In The Fayetteville Observer sports section, the FSU victory, “Broncos claim CIAA Crown” was the lead story on a page that also included stories about a win by then-Methodist College in its conference tournament and a 23-game win-streak by the N.C. State Wolfpack led by David Thompson, one of the all-time great collegiate players.
FSU’s victory in overtime was described as a “heart-rending and emotional comeback” that was a “revenge for a loss to these same Spartans in the finals a year ago.
“The Broncos did whatever it took — gut, pride, desire, hustle.”
The team, coached by Tom Reeves, leaned on the brilliant play of James Tyus, “the Arkansas Flash,” who was named the tournament MVP, as well as Terrance Murchison, the only team’s only senior, the Cogdell brothers, Alton and Larry, and Otis Newkirk.
Birch, who played as a guard and forward, says there was another key element.
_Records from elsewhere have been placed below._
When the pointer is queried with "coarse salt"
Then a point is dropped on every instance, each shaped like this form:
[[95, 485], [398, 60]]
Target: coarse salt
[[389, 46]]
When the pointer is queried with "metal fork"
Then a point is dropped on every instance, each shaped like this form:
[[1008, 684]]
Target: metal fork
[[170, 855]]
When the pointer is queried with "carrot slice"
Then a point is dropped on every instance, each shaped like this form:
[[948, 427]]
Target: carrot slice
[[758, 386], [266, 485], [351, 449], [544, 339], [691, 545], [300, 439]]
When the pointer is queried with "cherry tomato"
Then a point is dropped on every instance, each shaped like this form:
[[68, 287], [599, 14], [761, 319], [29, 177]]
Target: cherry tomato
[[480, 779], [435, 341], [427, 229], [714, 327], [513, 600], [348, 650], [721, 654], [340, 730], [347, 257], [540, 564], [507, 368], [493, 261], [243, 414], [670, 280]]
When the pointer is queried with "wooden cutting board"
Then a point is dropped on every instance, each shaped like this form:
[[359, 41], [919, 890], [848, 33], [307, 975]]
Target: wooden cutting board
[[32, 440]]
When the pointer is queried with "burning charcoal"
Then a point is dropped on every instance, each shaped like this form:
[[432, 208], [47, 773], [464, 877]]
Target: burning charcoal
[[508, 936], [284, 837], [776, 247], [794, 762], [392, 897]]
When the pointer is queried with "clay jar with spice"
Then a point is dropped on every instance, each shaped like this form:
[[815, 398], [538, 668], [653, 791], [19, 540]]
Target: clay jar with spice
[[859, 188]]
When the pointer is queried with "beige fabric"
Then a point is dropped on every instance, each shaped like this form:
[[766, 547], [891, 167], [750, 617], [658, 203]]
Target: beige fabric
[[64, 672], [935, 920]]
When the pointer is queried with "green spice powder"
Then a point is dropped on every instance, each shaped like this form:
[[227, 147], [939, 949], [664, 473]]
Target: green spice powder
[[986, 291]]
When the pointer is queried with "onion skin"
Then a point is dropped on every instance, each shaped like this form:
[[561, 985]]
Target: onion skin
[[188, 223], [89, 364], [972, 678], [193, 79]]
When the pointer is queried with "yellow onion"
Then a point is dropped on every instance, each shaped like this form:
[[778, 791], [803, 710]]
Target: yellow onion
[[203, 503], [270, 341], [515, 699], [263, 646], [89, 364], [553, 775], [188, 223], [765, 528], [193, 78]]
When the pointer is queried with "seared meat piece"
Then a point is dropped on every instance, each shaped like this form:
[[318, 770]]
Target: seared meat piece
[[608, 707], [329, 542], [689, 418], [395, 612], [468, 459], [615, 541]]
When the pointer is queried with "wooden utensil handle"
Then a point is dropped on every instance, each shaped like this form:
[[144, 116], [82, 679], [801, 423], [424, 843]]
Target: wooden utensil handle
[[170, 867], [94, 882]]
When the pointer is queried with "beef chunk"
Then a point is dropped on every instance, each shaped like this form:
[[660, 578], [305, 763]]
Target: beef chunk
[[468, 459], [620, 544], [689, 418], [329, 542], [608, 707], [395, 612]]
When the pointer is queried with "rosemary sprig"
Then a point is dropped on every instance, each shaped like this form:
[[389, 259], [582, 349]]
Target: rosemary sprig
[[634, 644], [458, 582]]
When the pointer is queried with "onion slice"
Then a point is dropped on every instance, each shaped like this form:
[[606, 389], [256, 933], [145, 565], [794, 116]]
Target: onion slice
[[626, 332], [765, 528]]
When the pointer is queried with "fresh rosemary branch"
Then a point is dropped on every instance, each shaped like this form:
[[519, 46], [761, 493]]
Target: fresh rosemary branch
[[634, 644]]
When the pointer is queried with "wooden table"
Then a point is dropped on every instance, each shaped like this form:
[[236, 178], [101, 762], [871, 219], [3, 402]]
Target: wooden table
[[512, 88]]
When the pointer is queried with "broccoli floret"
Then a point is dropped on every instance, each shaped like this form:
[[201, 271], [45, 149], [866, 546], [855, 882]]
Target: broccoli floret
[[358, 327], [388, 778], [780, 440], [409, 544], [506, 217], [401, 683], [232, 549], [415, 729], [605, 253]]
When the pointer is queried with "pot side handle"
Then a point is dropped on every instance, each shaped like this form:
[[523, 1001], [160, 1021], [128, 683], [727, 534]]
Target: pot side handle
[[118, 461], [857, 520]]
“We were like family. We hung out together,” he says. “We chit-chatted together. We bonded.”
Many of the players stay in touch to this day, he says. In this region, the circle includes Birch; Otis Newkirk in Raeford; Robert Wilson and Michael Ross in Raleigh; and Murchison in South Carolina.
Birch can also name the members of the team who have passed away. They include Coach Reeves, who died in his office just a few months after the championship — but whose wife, Evelyn, is 96 and attends Birch’s church. Also deceased are the Cogdell brothers; assistant coach Armstead; Angelo Finch; and Sam Smith, he says.
Birch is looking forward to see how the 2022 edition of the Broncos, the latest CIAA champs, do in the Division II tournament.
He describes the moment on Saturday when the triumphant team came into Capel, having ended the long drought.
“You can say it was a weight lifted, personally for me, but for the school. I was extremely overjoyed,” he said. “And proud.”